Ich erhebe mich und versuche erneut die Puppe zu greifen. Doch es gelingt mir wieder nicht. In dem Moment in dem ich die Puppe eigentlich berühren müsste, gibt es ein kurzes Flakern, als wären meine Sinne kurz ausgeschlatet worden, als wäre ich kurz geblendet worden. Währenddessen greife ich ins Leere und als ich wieder sehen kann sitzt die Puppe wieder außerhalb meiner Reichweite. Ich versuche es erneut, diesmal schneller. Doch wieder gibt es diesen hellen Blitz vor meinen Sinnen und ich greife daneben.
Schweren Herzens stehe ich auf. Ich schaue mich nochmal um, doch die Fassade bröckelt weiter. Und ich weiß, dass ich nicht in Kontakt mit der Leere hinter der Fassade in Kontakt kommen möchte.
"CLIVE! Wo bist du?!", rufe ich noch einmal laut.
Ich gehe auf den Strudel zu. Den Revolver noch immer in der Hand, doch ohne Kristine an meiner Seite. Doch ich bin ihr dankbar für ihre Unterstützung, auch wenn sie nicht real war. Aber was ist hier schon real?
Ich erwarte eigentlich von den strudelnden Bodendielen mitgerissen zu werden.
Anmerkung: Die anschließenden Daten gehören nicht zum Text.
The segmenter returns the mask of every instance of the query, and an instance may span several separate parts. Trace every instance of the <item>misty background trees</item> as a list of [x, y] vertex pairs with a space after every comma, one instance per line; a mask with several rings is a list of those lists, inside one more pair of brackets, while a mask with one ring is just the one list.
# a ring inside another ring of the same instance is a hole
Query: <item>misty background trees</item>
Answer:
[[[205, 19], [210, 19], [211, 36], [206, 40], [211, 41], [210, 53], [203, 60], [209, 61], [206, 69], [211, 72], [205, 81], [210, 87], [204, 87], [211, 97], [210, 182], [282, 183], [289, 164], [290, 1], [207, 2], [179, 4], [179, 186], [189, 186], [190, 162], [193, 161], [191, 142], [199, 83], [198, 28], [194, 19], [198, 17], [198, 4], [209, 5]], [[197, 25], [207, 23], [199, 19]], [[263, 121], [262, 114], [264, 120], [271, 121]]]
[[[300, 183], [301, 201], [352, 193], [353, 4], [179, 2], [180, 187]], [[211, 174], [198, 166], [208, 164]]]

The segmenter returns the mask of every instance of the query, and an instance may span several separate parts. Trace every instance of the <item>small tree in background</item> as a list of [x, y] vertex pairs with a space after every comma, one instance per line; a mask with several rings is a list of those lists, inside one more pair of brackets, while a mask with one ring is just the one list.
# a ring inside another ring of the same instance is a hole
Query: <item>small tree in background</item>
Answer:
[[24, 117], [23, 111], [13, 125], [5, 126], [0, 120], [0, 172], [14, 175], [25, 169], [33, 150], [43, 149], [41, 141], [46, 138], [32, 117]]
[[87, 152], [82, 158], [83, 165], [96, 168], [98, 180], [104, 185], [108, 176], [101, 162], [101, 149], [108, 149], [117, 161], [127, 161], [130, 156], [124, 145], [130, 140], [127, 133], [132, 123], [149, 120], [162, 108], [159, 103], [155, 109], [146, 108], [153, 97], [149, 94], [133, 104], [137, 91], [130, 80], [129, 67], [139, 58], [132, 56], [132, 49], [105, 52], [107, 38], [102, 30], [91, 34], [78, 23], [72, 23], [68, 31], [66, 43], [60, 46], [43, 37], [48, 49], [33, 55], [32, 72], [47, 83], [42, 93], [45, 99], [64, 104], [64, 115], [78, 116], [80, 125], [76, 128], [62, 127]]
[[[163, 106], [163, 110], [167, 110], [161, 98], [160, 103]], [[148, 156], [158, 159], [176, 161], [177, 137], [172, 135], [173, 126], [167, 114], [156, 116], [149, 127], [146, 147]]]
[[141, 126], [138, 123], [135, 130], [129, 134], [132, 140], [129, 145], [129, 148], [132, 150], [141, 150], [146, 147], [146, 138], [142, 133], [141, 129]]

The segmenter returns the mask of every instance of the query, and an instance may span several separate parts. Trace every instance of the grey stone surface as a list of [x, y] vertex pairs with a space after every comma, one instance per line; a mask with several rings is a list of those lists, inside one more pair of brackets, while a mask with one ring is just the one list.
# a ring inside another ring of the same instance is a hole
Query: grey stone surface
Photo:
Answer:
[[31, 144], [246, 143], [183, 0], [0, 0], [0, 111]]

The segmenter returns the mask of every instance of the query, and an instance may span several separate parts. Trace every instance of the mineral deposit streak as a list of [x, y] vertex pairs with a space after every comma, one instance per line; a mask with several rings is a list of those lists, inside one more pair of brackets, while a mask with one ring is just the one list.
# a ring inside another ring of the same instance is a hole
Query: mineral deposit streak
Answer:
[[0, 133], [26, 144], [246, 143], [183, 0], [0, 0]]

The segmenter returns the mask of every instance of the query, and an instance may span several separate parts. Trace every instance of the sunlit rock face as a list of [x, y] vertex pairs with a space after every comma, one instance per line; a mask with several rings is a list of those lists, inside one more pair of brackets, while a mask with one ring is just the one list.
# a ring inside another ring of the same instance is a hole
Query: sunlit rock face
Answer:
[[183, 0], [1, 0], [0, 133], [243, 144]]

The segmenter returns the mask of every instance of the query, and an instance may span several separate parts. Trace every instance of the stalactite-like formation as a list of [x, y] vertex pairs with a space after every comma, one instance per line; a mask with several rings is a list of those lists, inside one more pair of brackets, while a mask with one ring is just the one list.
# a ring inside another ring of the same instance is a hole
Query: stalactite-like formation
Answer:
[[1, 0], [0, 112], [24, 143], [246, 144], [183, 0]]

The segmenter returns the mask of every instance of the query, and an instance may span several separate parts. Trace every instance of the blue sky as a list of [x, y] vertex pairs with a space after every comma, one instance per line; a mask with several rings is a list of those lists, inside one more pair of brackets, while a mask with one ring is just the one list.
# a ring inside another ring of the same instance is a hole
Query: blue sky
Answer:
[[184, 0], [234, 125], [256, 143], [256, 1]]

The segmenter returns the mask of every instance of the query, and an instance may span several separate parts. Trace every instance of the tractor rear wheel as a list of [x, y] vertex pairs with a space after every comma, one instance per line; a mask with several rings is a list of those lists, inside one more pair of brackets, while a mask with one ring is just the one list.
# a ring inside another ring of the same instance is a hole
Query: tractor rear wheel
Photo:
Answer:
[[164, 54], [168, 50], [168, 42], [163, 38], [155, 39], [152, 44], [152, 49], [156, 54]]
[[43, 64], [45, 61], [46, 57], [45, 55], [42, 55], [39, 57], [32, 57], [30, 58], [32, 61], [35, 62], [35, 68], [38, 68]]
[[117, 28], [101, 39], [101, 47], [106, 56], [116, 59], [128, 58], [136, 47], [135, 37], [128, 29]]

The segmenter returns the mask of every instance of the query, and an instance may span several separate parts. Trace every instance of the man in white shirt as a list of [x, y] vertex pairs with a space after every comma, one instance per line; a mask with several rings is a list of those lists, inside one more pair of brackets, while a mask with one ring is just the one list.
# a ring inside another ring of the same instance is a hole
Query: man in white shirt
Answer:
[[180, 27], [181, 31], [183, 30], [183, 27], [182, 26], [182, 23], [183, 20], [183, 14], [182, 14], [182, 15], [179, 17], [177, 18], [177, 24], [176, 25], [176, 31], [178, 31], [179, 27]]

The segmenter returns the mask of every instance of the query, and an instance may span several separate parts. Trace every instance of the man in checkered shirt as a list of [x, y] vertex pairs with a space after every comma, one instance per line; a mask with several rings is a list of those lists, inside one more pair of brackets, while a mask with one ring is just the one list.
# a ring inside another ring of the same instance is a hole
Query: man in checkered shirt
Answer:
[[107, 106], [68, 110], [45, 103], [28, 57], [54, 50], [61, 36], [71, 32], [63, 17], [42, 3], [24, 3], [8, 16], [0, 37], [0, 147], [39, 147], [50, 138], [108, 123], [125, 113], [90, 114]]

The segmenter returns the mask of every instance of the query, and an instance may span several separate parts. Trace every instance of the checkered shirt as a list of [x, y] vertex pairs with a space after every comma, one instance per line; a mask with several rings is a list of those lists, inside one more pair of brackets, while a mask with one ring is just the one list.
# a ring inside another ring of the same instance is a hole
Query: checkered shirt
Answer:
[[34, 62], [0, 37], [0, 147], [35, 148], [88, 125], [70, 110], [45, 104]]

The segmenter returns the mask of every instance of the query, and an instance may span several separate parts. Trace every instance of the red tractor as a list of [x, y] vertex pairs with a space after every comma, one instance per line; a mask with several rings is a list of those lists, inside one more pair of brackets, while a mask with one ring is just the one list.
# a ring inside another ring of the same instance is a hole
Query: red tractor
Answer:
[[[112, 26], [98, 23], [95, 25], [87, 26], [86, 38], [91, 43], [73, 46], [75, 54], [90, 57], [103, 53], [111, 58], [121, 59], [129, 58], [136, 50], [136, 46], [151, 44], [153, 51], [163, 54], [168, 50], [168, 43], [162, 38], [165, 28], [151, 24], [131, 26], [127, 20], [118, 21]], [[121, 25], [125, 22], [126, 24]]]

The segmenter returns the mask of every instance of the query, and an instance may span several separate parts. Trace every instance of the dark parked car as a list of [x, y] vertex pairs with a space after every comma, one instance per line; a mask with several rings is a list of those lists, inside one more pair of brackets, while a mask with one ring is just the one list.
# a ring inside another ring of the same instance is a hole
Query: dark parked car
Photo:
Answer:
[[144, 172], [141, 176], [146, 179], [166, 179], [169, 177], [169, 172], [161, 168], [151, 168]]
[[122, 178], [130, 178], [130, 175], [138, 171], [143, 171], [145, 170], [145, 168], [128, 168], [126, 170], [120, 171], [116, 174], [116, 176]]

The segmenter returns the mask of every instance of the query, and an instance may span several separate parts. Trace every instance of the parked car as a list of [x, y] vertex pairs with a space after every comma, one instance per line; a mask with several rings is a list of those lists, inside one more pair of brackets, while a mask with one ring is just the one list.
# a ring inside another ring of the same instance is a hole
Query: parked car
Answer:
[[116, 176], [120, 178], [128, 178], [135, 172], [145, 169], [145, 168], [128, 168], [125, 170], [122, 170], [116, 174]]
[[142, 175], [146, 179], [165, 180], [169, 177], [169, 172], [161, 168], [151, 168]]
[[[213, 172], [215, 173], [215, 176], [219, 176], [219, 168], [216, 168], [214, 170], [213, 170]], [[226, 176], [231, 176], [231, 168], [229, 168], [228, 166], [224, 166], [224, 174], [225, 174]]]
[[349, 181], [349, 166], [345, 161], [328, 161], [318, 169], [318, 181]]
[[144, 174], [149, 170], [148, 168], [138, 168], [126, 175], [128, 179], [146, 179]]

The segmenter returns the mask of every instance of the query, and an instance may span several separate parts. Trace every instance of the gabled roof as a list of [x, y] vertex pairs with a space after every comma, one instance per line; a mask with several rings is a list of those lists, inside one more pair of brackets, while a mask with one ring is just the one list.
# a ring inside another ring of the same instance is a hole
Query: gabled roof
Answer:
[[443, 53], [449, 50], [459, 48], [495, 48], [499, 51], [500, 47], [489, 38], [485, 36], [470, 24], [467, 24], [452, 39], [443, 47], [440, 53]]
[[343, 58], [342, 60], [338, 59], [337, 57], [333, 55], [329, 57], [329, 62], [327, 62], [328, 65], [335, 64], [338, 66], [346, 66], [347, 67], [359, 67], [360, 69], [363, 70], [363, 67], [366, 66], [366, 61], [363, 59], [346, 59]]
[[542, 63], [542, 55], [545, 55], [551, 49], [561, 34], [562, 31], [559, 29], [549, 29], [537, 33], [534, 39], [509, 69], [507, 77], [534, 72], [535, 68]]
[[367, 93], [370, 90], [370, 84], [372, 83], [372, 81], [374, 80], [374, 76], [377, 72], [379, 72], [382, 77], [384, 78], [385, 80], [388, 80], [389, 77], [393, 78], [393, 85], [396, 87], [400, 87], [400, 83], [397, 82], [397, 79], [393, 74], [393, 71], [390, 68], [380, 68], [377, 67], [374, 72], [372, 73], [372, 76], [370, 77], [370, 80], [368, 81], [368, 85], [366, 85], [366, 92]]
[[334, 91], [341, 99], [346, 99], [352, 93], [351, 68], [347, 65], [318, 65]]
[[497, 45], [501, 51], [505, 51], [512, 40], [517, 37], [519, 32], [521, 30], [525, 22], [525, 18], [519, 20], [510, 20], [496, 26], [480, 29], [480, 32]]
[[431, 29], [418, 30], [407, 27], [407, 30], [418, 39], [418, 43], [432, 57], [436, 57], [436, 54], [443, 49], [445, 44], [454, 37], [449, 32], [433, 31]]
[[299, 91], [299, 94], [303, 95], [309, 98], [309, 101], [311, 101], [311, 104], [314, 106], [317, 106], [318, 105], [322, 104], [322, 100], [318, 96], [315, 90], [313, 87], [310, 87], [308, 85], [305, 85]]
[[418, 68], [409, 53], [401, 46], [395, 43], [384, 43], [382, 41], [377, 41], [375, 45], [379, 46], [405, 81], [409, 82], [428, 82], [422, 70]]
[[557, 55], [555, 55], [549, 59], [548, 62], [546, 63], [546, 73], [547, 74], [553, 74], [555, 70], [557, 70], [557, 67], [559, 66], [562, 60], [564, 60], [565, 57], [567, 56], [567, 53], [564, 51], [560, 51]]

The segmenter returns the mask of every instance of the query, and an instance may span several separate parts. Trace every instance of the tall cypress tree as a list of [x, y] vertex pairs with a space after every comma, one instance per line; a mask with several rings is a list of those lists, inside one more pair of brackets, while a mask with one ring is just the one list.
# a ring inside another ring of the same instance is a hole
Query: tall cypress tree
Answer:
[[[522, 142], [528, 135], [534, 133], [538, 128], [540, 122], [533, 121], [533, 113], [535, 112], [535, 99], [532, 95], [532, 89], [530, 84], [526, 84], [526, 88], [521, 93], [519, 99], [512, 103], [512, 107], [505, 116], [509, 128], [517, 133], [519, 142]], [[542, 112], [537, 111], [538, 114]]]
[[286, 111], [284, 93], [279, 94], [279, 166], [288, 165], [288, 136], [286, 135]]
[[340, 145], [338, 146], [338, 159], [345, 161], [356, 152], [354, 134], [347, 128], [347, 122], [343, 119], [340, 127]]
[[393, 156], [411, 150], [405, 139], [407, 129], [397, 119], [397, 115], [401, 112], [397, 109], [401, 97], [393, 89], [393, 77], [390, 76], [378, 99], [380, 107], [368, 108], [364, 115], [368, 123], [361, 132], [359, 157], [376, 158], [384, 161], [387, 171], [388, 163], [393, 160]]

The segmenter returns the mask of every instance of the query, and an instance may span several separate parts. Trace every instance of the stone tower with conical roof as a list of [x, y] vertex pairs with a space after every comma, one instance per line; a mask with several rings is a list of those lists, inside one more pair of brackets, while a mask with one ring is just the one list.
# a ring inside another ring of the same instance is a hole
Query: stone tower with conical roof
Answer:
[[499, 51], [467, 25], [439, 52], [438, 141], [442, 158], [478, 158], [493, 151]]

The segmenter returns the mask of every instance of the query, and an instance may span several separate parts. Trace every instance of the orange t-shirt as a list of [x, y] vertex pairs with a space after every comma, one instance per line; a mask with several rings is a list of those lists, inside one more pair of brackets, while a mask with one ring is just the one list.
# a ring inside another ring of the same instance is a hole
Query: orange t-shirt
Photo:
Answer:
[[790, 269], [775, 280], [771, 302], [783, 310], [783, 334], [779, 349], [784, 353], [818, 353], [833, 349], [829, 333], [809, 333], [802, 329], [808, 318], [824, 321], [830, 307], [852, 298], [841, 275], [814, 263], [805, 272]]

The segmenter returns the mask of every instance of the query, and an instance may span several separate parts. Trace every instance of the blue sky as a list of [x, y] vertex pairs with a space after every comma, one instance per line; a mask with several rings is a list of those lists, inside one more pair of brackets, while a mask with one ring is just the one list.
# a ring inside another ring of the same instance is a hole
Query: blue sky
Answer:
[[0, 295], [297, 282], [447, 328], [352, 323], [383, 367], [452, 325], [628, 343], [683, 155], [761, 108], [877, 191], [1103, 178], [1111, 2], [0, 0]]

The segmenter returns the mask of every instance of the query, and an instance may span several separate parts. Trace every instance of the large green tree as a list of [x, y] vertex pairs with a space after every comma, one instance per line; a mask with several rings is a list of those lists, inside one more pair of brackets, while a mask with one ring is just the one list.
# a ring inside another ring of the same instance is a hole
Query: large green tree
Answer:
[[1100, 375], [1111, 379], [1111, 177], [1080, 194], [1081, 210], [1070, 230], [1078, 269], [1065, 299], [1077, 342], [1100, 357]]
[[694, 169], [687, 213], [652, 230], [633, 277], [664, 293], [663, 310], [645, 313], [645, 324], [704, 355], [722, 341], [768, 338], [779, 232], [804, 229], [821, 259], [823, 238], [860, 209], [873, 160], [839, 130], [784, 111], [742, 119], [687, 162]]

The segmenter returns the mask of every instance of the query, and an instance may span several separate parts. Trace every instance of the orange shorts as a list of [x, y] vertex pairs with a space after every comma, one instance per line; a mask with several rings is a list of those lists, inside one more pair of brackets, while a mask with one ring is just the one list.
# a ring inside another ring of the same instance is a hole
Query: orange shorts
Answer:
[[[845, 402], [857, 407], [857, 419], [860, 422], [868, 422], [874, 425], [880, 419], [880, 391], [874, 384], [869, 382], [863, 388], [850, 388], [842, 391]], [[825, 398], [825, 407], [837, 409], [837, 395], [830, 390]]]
Doch nichts dergleichen passiert. Ich kann über die Bodendielen gehen, wie über einen dicken, weichen Teppich. Ich merke ein gewisses Pulsieren, eine Bewegung, doch reißt sie mich nicht fort.
"CLIVE?! Kristine?!", brülle ich in Richtung des hellen Lichts aus dem Strudel.
In dem Moment reißt es mich von den Füßen. Ich beginne über dem Strudel zu schweben, werde von dem Licht geblendet, doch kann ich trotzdem sehen. ich meine einen menschlichen Schemen auf der anderen Seite zu sehen. Einen Schemen, der näher kommt, seinen Arm ausstreckt und dessen Arm mir immer kommt. Ist es Gottes Hand, die mich greifen will?
Ich will den Revolver auf diese Hand richten, auf den Schemen und erneut feuern. Doch ist der Revolver verschwunden. Noch immer schwebe ich ohne etwas ausrichten zu können über dem Mittelpunkt des Strudels.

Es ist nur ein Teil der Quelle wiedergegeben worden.